当然の話だが、レイ達が起きている以上、ケンタウロス達も起きている。
……いや、ケンタウロス達にしてみれば、ドラゴニアスの本拠地に近付いている中でゆっくり眠れなかった者が多かった、というのもあったのかもしれないが。
どうしても緊張していると寝付きが悪くなったり、予定していたよりも早く目が覚めてしまう。
緊張の方向性は違うが、遠足や運動会の前日に眠れなくなったり、朝早くに起きてしまったりと、そんな風になってしまうようなものだ。
ちなみに、レイも日本で小学生だった頃に、遠足の前日に楽しみすぎて興奮して眠れず、寝不足のままで遠足に行った結果、熱を出して教師の車で学校に戻り、保健室で眠った……といったようなことがあった。
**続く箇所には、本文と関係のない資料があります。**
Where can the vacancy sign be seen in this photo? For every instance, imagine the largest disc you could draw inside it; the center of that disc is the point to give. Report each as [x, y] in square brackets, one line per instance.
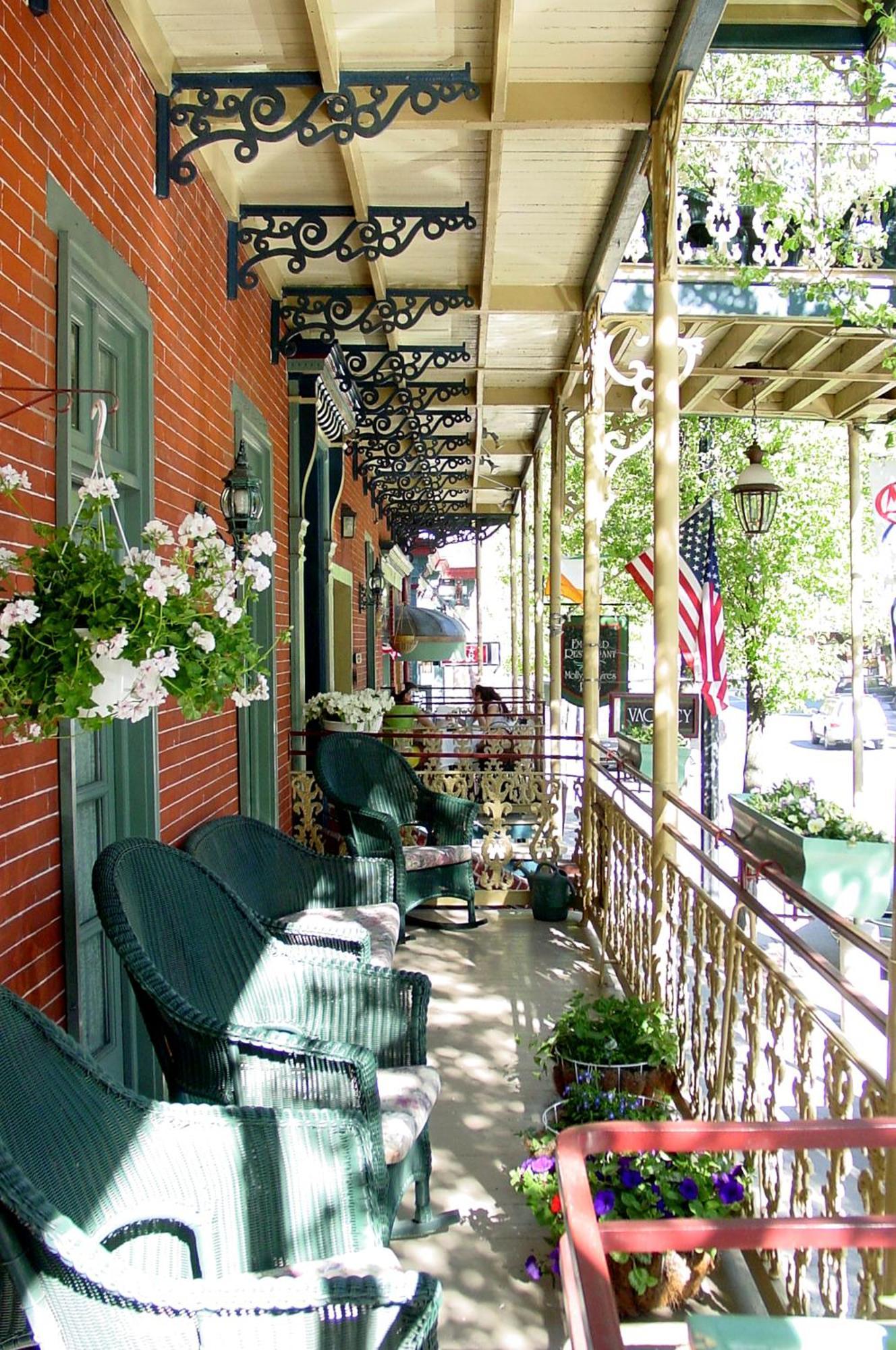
[883, 479]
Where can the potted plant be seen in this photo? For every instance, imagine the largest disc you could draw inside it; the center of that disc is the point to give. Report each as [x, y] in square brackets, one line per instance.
[840, 861]
[640, 1186]
[624, 1044]
[360, 712]
[96, 631]
[636, 749]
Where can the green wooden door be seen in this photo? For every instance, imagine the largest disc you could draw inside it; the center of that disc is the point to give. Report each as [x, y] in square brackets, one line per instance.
[107, 778]
[257, 724]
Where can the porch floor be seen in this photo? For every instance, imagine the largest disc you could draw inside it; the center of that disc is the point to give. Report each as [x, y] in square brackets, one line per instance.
[493, 990]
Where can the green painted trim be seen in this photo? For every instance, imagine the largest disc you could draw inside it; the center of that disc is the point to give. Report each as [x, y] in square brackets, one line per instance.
[257, 726]
[88, 261]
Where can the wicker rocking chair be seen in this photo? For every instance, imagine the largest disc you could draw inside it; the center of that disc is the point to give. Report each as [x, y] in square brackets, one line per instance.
[380, 793]
[146, 1226]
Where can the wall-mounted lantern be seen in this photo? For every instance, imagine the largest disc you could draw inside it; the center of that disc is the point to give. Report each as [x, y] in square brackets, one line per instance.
[242, 502]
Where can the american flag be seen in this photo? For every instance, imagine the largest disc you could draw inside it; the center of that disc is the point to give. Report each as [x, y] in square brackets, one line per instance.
[701, 615]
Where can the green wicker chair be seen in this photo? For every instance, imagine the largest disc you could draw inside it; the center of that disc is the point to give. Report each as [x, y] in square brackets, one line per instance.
[300, 896]
[380, 793]
[240, 1017]
[134, 1224]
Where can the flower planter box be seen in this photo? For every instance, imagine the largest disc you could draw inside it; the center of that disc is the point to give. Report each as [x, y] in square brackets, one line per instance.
[855, 881]
[640, 755]
[636, 1079]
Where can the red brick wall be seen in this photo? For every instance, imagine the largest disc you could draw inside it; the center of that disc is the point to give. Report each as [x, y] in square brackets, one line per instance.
[78, 106]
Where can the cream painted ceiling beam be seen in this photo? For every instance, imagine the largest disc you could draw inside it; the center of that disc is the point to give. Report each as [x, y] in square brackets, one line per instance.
[499, 107]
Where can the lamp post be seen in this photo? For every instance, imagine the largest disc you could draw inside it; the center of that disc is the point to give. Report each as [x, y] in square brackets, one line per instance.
[242, 502]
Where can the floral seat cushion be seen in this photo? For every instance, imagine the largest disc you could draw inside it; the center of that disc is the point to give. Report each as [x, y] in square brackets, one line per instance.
[419, 858]
[381, 923]
[368, 1262]
[407, 1098]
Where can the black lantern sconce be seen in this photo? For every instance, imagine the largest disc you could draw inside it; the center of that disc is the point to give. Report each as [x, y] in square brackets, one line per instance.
[756, 492]
[242, 502]
[372, 591]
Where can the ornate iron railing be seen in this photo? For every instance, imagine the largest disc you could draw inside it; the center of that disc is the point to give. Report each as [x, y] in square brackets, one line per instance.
[755, 1046]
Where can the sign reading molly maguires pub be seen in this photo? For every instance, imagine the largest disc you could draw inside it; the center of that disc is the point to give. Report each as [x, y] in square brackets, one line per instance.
[638, 711]
[615, 657]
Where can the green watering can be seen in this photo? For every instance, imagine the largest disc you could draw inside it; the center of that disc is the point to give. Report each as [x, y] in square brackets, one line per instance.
[550, 890]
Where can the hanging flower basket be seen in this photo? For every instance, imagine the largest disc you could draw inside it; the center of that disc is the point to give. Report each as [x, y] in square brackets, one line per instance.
[94, 630]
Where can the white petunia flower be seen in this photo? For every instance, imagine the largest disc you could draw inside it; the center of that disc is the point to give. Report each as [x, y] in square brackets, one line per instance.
[202, 638]
[111, 646]
[11, 479]
[262, 545]
[196, 526]
[99, 488]
[159, 533]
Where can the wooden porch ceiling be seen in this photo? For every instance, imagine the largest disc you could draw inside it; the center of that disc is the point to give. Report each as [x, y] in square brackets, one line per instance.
[549, 156]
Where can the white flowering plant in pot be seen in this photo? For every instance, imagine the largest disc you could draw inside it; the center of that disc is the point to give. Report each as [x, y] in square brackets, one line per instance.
[361, 711]
[173, 616]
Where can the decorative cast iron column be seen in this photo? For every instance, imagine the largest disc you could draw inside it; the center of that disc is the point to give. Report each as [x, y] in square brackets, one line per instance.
[666, 497]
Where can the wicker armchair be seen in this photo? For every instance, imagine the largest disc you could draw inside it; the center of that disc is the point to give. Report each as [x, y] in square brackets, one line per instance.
[142, 1225]
[380, 793]
[300, 896]
[238, 1017]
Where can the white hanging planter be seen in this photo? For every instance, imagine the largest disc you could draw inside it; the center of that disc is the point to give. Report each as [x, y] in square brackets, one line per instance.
[119, 677]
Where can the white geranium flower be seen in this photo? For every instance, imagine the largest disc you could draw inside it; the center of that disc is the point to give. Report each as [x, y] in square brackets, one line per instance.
[11, 479]
[262, 545]
[159, 533]
[18, 612]
[257, 573]
[164, 664]
[202, 638]
[111, 646]
[98, 487]
[156, 588]
[196, 526]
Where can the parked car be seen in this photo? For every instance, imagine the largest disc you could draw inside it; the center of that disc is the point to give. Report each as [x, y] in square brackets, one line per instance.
[833, 723]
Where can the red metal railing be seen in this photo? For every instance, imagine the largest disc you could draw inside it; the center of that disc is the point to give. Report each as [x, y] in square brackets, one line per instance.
[588, 1293]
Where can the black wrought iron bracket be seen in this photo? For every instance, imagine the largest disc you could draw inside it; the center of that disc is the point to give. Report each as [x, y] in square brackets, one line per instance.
[322, 315]
[303, 234]
[384, 367]
[252, 110]
[418, 399]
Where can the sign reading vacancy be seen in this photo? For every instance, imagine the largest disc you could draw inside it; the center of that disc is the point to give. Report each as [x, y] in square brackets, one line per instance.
[638, 711]
[615, 657]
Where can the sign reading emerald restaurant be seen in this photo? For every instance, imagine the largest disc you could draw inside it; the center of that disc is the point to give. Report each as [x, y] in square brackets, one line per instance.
[615, 657]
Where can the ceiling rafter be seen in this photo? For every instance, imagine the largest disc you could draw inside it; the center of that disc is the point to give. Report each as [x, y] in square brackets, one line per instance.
[500, 91]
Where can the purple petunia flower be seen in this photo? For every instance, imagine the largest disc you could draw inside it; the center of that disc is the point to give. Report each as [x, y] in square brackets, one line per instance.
[729, 1190]
[539, 1166]
[604, 1202]
[689, 1190]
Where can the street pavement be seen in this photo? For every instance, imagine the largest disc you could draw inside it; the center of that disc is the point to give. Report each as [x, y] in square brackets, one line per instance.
[789, 753]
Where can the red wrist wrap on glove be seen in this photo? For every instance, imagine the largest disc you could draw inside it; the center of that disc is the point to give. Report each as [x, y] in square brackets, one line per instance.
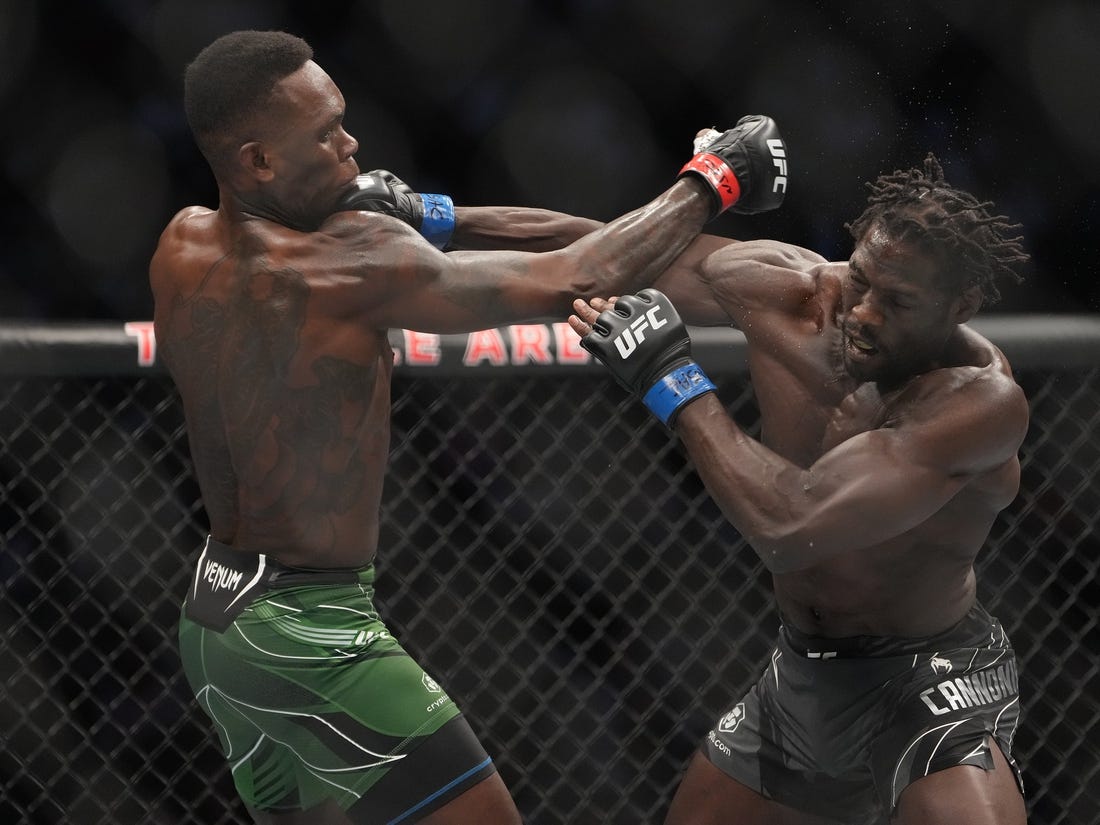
[721, 176]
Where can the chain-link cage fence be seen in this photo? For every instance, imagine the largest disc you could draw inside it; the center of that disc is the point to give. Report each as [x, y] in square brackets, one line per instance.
[548, 554]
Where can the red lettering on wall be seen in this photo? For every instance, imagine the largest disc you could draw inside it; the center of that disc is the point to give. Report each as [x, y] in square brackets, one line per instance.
[146, 341]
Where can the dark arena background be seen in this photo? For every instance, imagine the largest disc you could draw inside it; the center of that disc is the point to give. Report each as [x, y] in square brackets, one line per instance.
[548, 551]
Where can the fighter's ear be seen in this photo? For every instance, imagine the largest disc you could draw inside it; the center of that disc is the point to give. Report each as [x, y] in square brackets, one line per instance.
[253, 161]
[967, 304]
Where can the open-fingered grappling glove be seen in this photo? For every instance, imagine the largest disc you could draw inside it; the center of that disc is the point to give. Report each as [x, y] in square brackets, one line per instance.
[645, 344]
[745, 166]
[380, 190]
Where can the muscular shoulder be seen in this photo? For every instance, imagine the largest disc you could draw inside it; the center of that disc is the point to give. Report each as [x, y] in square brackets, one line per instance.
[765, 277]
[974, 413]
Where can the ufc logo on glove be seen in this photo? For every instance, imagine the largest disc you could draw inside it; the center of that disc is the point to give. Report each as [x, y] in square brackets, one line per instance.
[627, 341]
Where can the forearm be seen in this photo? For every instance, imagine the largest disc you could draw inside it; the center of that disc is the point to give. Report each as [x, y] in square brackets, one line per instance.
[634, 250]
[517, 228]
[765, 496]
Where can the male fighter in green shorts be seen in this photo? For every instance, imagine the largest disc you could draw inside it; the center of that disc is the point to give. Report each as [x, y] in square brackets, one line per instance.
[272, 315]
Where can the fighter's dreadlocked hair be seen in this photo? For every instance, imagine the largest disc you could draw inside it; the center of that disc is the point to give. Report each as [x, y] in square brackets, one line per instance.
[920, 206]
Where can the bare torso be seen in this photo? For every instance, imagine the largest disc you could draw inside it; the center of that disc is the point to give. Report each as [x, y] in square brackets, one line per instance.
[286, 395]
[920, 580]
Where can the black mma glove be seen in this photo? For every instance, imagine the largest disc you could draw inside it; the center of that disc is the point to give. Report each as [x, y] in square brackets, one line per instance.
[432, 216]
[645, 344]
[745, 166]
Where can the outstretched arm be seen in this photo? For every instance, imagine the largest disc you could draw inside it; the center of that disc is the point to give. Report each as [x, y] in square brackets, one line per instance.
[408, 284]
[517, 228]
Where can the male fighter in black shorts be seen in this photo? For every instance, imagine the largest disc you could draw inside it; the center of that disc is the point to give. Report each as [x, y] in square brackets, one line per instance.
[272, 315]
[888, 447]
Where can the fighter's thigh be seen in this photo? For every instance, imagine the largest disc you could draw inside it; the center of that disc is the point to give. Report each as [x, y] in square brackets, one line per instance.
[486, 803]
[708, 796]
[965, 793]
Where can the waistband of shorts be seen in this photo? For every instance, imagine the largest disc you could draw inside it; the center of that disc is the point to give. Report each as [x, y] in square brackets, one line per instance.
[977, 628]
[274, 574]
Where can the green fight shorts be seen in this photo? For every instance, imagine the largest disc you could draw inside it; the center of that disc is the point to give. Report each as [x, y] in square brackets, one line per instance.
[840, 727]
[314, 700]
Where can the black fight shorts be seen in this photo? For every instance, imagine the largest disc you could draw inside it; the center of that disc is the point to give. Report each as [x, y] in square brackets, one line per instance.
[840, 727]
緊張と興奮、眠れない理由としては正反対ではあったが、経緯はともかく結果としては似たようなものだ。
(それでも、偵察隊に参加しているケンタウロス達は大人だから、そういうことにはならないと思うけど。……元々が腕の立つ連中の集まりなんだし)
そんな風に思いながら、レイは朝食の為の食材を取り出し……そして、偵察隊の面々はしっかりとした朝食を食べて、準備を整える。
なお、いつも朝食はしっかりと食べているのだが、今日はいつもより更にしっかりとしたメニューの朝食となっていた。
理由としては、やはり現在いる場所がドラゴニアスの勢力圏の真っ只中だからということが大きい。
朝食を豪華にして、少しでも士気を高めるという意味もあるし、場所が場所だけに、昼食や夕食をしっかり食べられるかという問題もある。
だからこそ、食べられる時にしっかりと食べておく必要があるのだ。
そして朝食の時間が終わると、すぐに皆が出発の準備を始める。
テントをレイのミスティリングに収納し、いつドラゴニアスに襲われてもいいように武器の準備を整え……
「よし、じゃあ……壁を壊すぞ。大丈夫だとは思うけど、壁が壊れた瞬間に何が起きるか分からない。ドラゴニアスが突っ込んでくる可能性もあるから、気をつけろよ」
そう告げるレイだったが、実際は壁の向こう側にドラゴニアスがいないということは理解していた。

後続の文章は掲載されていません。